Many of you know my dealer......uh..."friend", Karla. She recently shot a kid out and it's the cutest darn life form I've seen in quite some time. In fact, seeing that baby's squishy face has brought out the care-giver in me. Since the birth of her daughter (son? what did she have again?) I've felt the sudden and oftentimes sickening urge to make the world a better place. Now I'll be the first to admit that doing so could be accomplished through the mere act of choosing not to scream obscenities at old people driving half the speed limit during my morning commute. However, I'm never one to take the easy way out or into any situation. Not to mention, I clearly have next-to-no interest in changing my life too overly much. Logic dictates I should choose something that would look good to the average person and yet not require a great deal of effort or consistency on my part.

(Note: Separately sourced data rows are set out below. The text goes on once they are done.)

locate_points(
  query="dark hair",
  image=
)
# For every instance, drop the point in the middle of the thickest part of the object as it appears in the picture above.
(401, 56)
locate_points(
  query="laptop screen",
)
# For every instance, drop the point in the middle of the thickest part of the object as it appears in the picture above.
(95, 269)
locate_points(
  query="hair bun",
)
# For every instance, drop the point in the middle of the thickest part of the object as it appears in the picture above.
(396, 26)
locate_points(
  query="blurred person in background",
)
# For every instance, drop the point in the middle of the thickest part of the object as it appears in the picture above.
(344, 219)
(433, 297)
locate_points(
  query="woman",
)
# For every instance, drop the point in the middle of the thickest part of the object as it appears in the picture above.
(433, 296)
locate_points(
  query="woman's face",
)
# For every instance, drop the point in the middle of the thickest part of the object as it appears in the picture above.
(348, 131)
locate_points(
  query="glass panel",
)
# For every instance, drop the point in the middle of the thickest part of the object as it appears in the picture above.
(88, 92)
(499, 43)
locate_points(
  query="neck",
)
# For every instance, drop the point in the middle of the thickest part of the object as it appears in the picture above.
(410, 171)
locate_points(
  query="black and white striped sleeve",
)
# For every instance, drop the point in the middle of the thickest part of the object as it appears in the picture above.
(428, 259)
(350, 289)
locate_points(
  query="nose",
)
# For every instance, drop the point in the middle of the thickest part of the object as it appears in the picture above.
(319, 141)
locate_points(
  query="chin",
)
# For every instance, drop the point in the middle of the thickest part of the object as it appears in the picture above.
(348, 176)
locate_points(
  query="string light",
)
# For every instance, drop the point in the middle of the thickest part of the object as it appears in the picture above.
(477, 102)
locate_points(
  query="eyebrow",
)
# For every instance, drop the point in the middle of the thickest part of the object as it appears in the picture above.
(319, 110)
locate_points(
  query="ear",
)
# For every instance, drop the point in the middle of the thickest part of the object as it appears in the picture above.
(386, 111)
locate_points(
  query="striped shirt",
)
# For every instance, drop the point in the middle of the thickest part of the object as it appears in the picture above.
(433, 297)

Which is why I chose to buy my way into the illusion of a clearer conscience which, in the end, feels the same to me. It's pure genius really. I'll buy something for the little rugrat that outwardly shows my feigned interest in it's future health and well-being. I come off looking like a saintly optimist who's completely in touch with the needs and direction of the average American Family, plus I'm helping out the economy or something-or-other by contributing to local commerce, free trade and if I play my cards right: a year's salary for some 9-year-old working in a sweatshop in Bangladesh. It really is a win-win.

I'm fully aware that given who it is we're talking about here the most likely scenario is she'll just end up hocking a Diaper Genie or set of Baby Einstein DVDs for some smokes and another month on her Valtrex prescription. But I can't worry about that right now. I have to stay focused on what's really important: making myself look better. So, be that as it may.... I'm growing quite confused over what to get and whether the baby will ever set eyes on it if it turns out to be of some monetary value. Clearly I can't get anything too overly expensive or with high resale value not to mention an active trading history on the black market. So it begs the question: What do you get someone like Karla; a lady with everything but class, a clean police record and a year's worth of sobriety since she was like 7?

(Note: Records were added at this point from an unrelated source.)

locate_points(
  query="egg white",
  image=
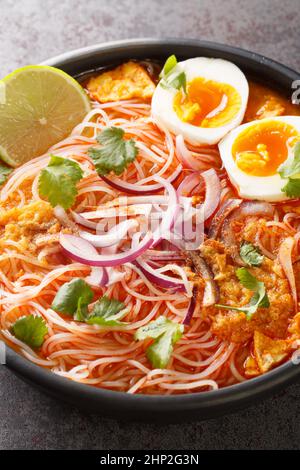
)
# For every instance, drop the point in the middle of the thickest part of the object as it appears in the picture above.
(264, 188)
(218, 70)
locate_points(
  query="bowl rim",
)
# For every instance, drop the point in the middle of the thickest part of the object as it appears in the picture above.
(232, 396)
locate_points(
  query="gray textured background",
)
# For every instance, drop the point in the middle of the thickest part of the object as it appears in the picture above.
(33, 30)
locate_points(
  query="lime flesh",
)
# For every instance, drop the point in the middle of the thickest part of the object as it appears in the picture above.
(39, 106)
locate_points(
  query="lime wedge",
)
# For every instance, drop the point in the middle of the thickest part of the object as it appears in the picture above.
(39, 106)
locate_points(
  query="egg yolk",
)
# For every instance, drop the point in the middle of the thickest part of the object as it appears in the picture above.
(261, 148)
(207, 103)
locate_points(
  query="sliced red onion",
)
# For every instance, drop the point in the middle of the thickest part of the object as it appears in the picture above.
(191, 308)
(159, 279)
(80, 250)
(112, 237)
(130, 188)
(164, 255)
(123, 211)
(83, 221)
(285, 258)
(246, 209)
(221, 215)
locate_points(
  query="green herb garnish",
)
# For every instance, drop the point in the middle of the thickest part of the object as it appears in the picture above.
(73, 299)
(259, 298)
(291, 169)
(250, 254)
(107, 312)
(4, 173)
(31, 330)
(166, 333)
(57, 182)
(171, 77)
(116, 152)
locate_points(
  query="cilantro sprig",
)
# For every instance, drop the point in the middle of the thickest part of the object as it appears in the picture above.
(165, 333)
(115, 152)
(259, 298)
(74, 297)
(250, 254)
(57, 182)
(4, 173)
(171, 76)
(107, 312)
(290, 169)
(31, 330)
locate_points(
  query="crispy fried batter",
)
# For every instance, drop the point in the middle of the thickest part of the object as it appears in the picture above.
(129, 80)
(233, 325)
(269, 352)
(25, 224)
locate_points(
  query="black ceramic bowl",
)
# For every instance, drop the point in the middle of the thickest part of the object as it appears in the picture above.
(146, 407)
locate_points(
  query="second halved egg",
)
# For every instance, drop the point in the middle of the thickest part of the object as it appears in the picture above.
(214, 102)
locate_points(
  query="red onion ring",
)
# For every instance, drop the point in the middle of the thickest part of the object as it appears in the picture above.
(112, 237)
(130, 188)
(80, 250)
(159, 279)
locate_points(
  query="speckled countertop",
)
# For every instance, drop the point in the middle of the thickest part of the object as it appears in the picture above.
(33, 30)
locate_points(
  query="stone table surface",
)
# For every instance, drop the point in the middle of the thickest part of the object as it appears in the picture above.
(33, 30)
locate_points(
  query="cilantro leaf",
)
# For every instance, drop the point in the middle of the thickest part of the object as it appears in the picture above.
(4, 172)
(165, 333)
(250, 254)
(171, 77)
(292, 188)
(31, 330)
(170, 64)
(116, 152)
(57, 182)
(291, 167)
(107, 312)
(73, 299)
(259, 298)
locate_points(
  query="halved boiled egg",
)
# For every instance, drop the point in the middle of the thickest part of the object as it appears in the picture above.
(214, 102)
(253, 152)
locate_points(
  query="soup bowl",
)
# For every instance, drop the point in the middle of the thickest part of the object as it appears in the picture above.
(157, 408)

For me, liquor's simply out of the question...I know first hand that she's got at least 60 bottles hidden in various places at any given time. And trust me, her ingenuity in camouflaging them is only matched by her ruthlessness in their retrieval. It cost me $4,000, 2 surgeries and a month's worth of rehab to get over her last game of "peek-a-booze". I still cringe when I see a bottle of Grey Goose......

So I may not be emotionally capable of contributing to what her husband and friends refer to as the slow inoculation of a nicer, sweeter Karla. At least not ever in that way again. But, since I am in the "giving" spirit, I figure I can help assist the next generation in learning for themselves the arts that are binge drinking, addiction and the morning-after clean-up. As luck would have it, I ran across a series of books I feel best demonstrate the direction today's youth should lean both in education and life-preparation in order to better care for their parents when that time comes. And for this child, that time most likely will come much sooner than she thinks.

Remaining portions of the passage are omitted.